Spend less. Save More. Make a budget. These fiscal pledges to do better are popular because most people realize that they can help improve their financial well being. But there are also some less common resolutions that you should consider.
Quit smoking. Lose weight. Get more exercise. These hardy perennials among New Years resolutions are popular because people know that following them will make them healthier. They have their counterparts in the financial arena. Spend less. Save More. Make a budget. These fiscal pledges to do better are also popular because most people realize that they can help improve their financial well being. But there are also some less common resolutions that you should consider. Here’s a sampling.

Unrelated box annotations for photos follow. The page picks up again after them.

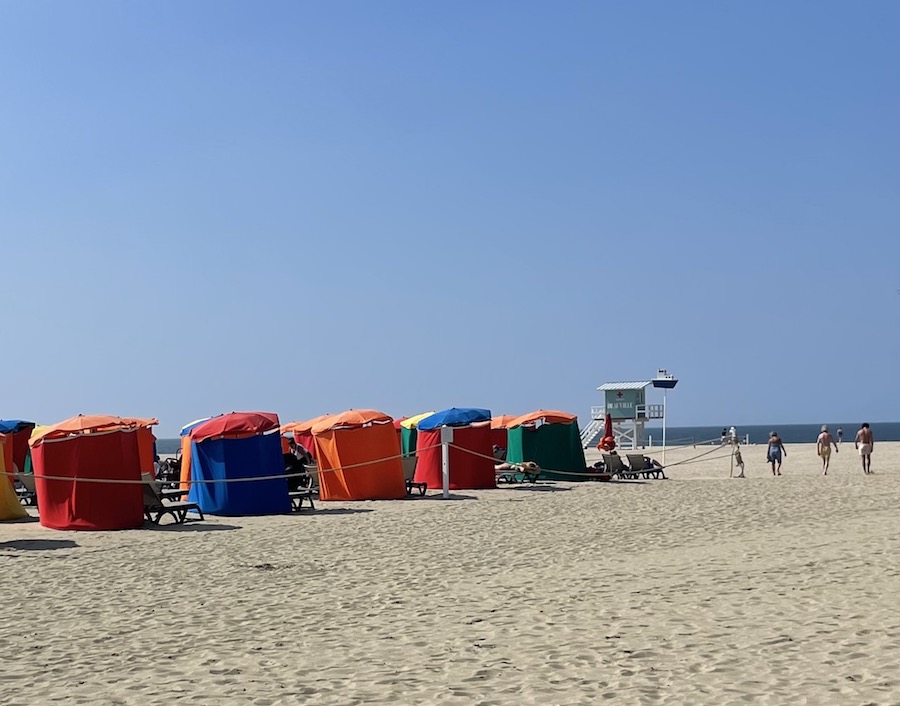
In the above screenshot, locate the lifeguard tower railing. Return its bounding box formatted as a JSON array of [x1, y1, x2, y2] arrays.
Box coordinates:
[[581, 404, 663, 449]]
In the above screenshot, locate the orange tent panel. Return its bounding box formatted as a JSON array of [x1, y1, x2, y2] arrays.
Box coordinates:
[[315, 424, 406, 500], [0, 434, 12, 487]]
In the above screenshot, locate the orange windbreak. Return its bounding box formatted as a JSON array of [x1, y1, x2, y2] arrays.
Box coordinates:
[[0, 434, 11, 487], [507, 409, 578, 429], [315, 424, 406, 500]]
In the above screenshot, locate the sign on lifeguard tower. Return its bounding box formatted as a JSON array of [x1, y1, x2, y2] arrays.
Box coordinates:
[[604, 383, 647, 420]]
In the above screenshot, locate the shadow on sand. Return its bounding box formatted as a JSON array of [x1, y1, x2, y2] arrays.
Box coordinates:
[[504, 483, 572, 493], [416, 490, 478, 500], [0, 539, 78, 552], [310, 505, 372, 517], [144, 521, 243, 532]]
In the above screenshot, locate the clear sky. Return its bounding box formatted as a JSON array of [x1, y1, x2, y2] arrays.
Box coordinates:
[[0, 0, 900, 436]]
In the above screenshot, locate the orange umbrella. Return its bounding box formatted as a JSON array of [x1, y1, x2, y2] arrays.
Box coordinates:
[[28, 414, 159, 447], [312, 409, 394, 434], [507, 409, 578, 429], [281, 414, 334, 434]]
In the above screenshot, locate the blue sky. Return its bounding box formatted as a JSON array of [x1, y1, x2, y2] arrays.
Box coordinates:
[[0, 0, 900, 436]]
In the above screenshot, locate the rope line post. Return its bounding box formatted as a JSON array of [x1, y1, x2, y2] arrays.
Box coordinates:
[[441, 420, 453, 500], [651, 368, 678, 468]]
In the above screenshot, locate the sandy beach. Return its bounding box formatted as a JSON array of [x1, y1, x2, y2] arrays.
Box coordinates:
[[0, 443, 900, 706]]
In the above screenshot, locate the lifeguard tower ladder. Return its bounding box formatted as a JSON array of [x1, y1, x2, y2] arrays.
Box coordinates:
[[581, 380, 663, 450]]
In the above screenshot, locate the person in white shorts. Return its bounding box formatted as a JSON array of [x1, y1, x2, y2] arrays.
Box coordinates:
[[853, 422, 875, 474]]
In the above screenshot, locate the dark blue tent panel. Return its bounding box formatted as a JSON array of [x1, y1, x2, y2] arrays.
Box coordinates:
[[188, 434, 291, 515], [417, 407, 491, 431]]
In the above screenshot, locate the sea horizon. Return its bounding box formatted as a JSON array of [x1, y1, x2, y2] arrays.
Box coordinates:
[[156, 420, 900, 454]]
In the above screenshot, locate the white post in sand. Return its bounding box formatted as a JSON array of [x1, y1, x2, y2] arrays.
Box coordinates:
[[441, 420, 453, 500], [651, 368, 678, 468], [663, 388, 666, 468]]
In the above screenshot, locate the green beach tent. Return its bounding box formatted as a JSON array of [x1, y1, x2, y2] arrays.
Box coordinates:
[[506, 409, 589, 481], [400, 410, 434, 456]]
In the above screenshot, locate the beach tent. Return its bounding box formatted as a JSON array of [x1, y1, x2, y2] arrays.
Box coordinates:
[[506, 409, 588, 480], [400, 410, 435, 456], [187, 412, 291, 516], [415, 407, 497, 490], [491, 414, 516, 449], [178, 417, 212, 491], [28, 415, 157, 530], [312, 409, 406, 500], [0, 419, 36, 484], [0, 434, 28, 521], [281, 414, 332, 460]]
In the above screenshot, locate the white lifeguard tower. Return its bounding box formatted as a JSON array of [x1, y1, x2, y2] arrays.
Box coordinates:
[[581, 380, 665, 450]]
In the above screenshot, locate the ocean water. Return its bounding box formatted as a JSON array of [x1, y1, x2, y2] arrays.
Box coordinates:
[[646, 420, 900, 446], [156, 421, 900, 454]]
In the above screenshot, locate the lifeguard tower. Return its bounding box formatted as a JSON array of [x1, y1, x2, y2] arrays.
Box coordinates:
[[581, 380, 665, 450]]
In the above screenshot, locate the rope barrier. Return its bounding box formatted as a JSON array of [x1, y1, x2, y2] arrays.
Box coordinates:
[[0, 444, 440, 485], [0, 439, 732, 485]]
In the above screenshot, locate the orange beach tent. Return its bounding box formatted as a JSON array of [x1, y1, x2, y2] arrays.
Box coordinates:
[[311, 409, 406, 500], [0, 434, 28, 521], [28, 415, 157, 530]]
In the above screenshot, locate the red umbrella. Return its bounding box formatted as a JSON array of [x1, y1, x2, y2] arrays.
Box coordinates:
[[597, 412, 616, 451]]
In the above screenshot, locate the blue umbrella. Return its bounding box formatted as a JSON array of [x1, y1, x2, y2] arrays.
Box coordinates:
[[418, 407, 491, 431]]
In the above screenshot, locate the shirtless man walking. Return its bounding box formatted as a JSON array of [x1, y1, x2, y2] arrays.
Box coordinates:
[[816, 425, 838, 476], [853, 422, 875, 474]]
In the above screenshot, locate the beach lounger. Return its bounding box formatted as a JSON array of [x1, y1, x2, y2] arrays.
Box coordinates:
[[288, 488, 316, 512], [141, 473, 203, 525], [15, 473, 37, 507], [625, 454, 666, 479], [400, 456, 428, 495], [603, 454, 641, 480], [494, 461, 541, 484]]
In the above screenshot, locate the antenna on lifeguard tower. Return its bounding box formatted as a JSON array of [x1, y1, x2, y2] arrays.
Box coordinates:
[[650, 368, 678, 468]]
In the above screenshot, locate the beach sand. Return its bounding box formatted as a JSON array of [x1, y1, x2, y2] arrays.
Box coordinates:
[[0, 440, 900, 706]]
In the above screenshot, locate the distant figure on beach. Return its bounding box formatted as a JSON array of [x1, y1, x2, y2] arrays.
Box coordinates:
[[853, 422, 875, 474], [734, 444, 746, 478], [766, 431, 787, 476], [816, 424, 838, 476]]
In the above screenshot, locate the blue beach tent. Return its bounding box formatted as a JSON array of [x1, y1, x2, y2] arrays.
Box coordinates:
[[187, 412, 291, 516]]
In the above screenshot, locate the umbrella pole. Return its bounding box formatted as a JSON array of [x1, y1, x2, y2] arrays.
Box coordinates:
[[441, 427, 453, 500]]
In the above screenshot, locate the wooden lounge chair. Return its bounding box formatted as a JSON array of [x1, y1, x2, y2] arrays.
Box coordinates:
[[400, 456, 428, 495], [141, 473, 203, 525], [603, 454, 641, 480], [15, 473, 37, 507], [288, 488, 316, 512], [494, 461, 541, 484], [625, 454, 666, 479]]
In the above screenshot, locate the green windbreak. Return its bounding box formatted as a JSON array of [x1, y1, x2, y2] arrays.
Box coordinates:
[[400, 427, 418, 456], [506, 424, 588, 480]]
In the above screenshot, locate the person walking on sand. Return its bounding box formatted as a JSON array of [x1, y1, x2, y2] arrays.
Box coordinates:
[[816, 424, 838, 476], [853, 422, 875, 474], [766, 431, 787, 476]]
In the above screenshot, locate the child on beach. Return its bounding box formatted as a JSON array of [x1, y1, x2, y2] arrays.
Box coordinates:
[[766, 431, 787, 476]]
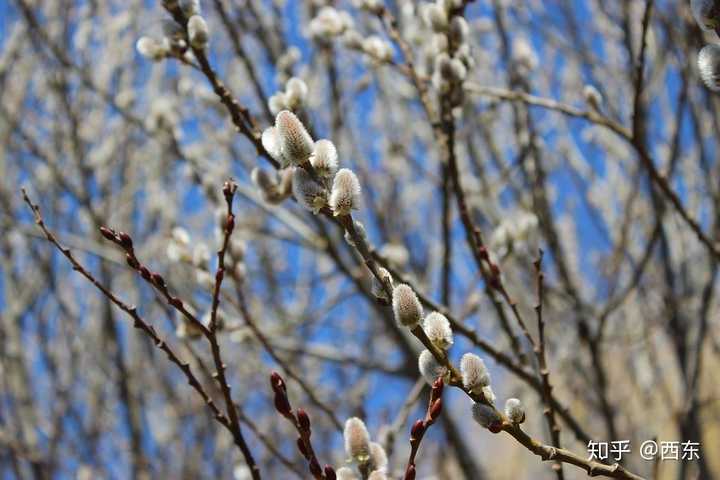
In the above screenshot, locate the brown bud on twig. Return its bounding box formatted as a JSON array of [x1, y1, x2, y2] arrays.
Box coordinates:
[[428, 398, 442, 424], [297, 437, 310, 460], [410, 420, 425, 442], [117, 232, 132, 250], [308, 457, 322, 477], [100, 227, 115, 242], [275, 392, 292, 419], [296, 408, 310, 437], [125, 253, 140, 270], [151, 272, 165, 288]]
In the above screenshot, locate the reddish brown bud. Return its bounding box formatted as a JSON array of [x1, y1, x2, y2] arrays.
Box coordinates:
[[308, 457, 322, 477], [405, 465, 415, 480], [297, 437, 310, 460], [152, 272, 165, 287], [118, 232, 132, 250], [428, 398, 442, 423], [430, 377, 445, 400], [100, 227, 115, 242], [140, 265, 150, 280], [125, 253, 140, 270], [275, 392, 292, 418], [225, 214, 235, 233], [297, 408, 310, 436], [410, 420, 425, 441], [323, 465, 337, 480], [270, 372, 286, 393]]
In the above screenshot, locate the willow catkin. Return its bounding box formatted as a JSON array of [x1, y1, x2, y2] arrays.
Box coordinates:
[[423, 312, 453, 350], [343, 417, 370, 463], [393, 283, 423, 328], [275, 110, 315, 167], [329, 168, 360, 216]]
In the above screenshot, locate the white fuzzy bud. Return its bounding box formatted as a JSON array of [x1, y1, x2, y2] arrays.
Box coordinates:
[[418, 350, 446, 385], [482, 385, 496, 405], [285, 77, 307, 110], [450, 15, 470, 45], [195, 269, 215, 291], [343, 417, 370, 463], [422, 3, 448, 32], [698, 44, 720, 92], [329, 168, 360, 217], [188, 15, 210, 49], [343, 220, 367, 247], [370, 442, 388, 472], [292, 167, 327, 214], [310, 139, 338, 178], [393, 283, 423, 329], [335, 467, 358, 480], [690, 0, 720, 30], [423, 312, 453, 350], [135, 37, 169, 62], [362, 35, 393, 63], [460, 353, 490, 392], [268, 92, 288, 115], [180, 0, 200, 17], [505, 398, 525, 423], [472, 403, 502, 428], [583, 85, 603, 111], [275, 110, 315, 167]]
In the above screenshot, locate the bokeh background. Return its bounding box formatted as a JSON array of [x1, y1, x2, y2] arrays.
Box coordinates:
[[0, 0, 720, 480]]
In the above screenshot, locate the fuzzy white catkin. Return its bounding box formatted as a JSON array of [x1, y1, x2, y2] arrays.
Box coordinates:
[[362, 35, 393, 62], [292, 167, 327, 214], [393, 283, 423, 329], [460, 353, 490, 392], [698, 44, 720, 92], [268, 92, 288, 115], [472, 403, 502, 428], [275, 110, 315, 167], [335, 467, 358, 480], [482, 385, 496, 405], [188, 15, 210, 49], [343, 417, 370, 463], [423, 312, 453, 350], [329, 168, 360, 216], [418, 350, 445, 385], [370, 442, 388, 472], [422, 3, 448, 32], [260, 127, 282, 163], [690, 0, 720, 30], [285, 77, 307, 110], [135, 37, 168, 62], [310, 139, 338, 178], [505, 398, 525, 423]]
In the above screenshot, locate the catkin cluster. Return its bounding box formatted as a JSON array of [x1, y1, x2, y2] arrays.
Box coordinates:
[[690, 0, 720, 92]]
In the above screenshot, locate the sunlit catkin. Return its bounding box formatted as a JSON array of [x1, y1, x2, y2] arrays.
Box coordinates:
[[343, 417, 370, 463], [393, 283, 423, 328], [460, 353, 490, 393], [698, 44, 720, 92], [329, 168, 360, 216], [423, 312, 453, 350], [275, 110, 315, 167]]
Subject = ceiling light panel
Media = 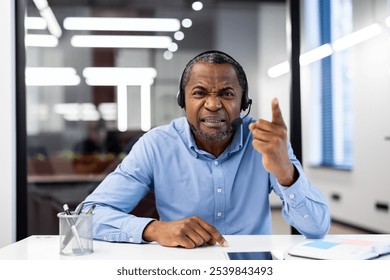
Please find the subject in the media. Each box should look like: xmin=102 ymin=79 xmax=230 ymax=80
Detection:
xmin=64 ymin=17 xmax=180 ymax=32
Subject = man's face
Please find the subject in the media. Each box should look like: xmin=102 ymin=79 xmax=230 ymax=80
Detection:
xmin=184 ymin=62 xmax=242 ymax=143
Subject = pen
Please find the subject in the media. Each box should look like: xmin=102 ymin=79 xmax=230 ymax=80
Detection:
xmin=75 ymin=202 xmax=84 ymax=215
xmin=61 ymin=204 xmax=96 ymax=252
xmin=61 ymin=204 xmax=84 ymax=253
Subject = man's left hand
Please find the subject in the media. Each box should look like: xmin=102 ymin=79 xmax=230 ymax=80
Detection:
xmin=249 ymin=98 xmax=297 ymax=186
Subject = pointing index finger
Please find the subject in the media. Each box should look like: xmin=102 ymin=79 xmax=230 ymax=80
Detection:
xmin=272 ymin=98 xmax=285 ymax=125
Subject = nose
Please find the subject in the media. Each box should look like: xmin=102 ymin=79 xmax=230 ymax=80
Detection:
xmin=204 ymin=94 xmax=222 ymax=111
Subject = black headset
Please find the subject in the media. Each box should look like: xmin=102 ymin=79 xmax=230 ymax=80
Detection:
xmin=177 ymin=50 xmax=252 ymax=111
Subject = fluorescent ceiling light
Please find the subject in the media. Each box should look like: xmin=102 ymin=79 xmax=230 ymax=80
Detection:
xmin=83 ymin=67 xmax=157 ymax=86
xmin=24 ymin=34 xmax=58 ymax=47
xmin=24 ymin=17 xmax=47 ymax=30
xmin=267 ymin=22 xmax=382 ymax=78
xmin=192 ymin=1 xmax=203 ymax=11
xmin=299 ymin=44 xmax=333 ymax=65
xmin=385 ymin=17 xmax=390 ymax=27
xmin=33 ymin=0 xmax=62 ymax=38
xmin=54 ymin=103 xmax=100 ymax=121
xmin=117 ymin=85 xmax=128 ymax=132
xmin=181 ymin=18 xmax=192 ymax=28
xmin=64 ymin=17 xmax=180 ymax=32
xmin=70 ymin=35 xmax=172 ymax=49
xmin=26 ymin=67 xmax=80 ymax=86
xmin=332 ymin=23 xmax=382 ymax=51
xmin=267 ymin=61 xmax=290 ymax=78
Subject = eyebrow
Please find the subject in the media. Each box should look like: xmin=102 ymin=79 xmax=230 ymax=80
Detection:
xmin=191 ymin=85 xmax=235 ymax=92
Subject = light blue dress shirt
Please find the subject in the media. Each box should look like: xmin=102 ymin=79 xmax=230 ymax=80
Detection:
xmin=84 ymin=117 xmax=330 ymax=243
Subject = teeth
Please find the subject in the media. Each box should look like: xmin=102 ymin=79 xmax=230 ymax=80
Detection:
xmin=204 ymin=120 xmax=222 ymax=123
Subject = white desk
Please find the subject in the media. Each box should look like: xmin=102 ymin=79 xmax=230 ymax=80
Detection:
xmin=0 ymin=234 xmax=390 ymax=260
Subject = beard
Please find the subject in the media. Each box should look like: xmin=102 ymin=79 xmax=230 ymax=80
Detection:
xmin=189 ymin=124 xmax=234 ymax=143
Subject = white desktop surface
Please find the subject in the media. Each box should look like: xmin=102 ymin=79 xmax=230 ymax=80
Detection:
xmin=0 ymin=234 xmax=390 ymax=260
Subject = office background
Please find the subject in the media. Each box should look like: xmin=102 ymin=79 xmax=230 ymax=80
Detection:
xmin=0 ymin=0 xmax=390 ymax=247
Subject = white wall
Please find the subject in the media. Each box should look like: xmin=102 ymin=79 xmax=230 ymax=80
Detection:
xmin=0 ymin=0 xmax=16 ymax=247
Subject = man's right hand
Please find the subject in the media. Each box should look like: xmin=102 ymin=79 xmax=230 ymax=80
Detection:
xmin=142 ymin=216 xmax=229 ymax=249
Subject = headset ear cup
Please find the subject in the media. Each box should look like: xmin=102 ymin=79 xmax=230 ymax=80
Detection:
xmin=176 ymin=90 xmax=185 ymax=108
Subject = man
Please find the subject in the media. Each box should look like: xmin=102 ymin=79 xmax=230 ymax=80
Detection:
xmin=81 ymin=51 xmax=330 ymax=248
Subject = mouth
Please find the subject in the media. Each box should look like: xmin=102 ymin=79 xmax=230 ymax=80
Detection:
xmin=200 ymin=118 xmax=226 ymax=128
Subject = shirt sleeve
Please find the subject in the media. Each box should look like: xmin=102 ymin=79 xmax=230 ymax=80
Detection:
xmin=271 ymin=144 xmax=331 ymax=238
xmin=84 ymin=135 xmax=154 ymax=243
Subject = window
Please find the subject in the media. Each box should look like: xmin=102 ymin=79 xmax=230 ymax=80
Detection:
xmin=305 ymin=0 xmax=353 ymax=170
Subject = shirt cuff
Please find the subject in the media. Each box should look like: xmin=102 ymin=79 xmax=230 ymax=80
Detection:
xmin=123 ymin=218 xmax=155 ymax=243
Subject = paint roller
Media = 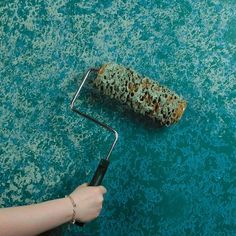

Review your insurance coverage. Take a look at all your policies—auto, home, health, life–to make sure they still reflect your current circumstances. Life changes–birth, death, divorce, marriage, or children getting older and moving out–can dictate changes in your coverage. While you’re at it, vow to put those policies in a safe place, like a fireproof lockbox in your home or a safe deposit box at your bank, along with other important papers like passports and the deed to your home. Tip: Do not put your will or power of attorney in a safe deposit box. Your executor will need these documents to get access to the safe deposit box. Next up, simplify your financial life. If you own mutual funds from several different fund companies, think about transferring your money to a single family of funds to cut down on excess paperwork.
When it comes to saving more, put your savings program on autopilot. Talk to your bank about setting up an automatic transfer from your checking account to a savings account, so that your savings can grow relatively painlessly. To do the same with mutual funds, check out Morningstar.com to find mutual funds that come with a low initial investment minimum and that will let you invest a monthly amount into the fund of your choice.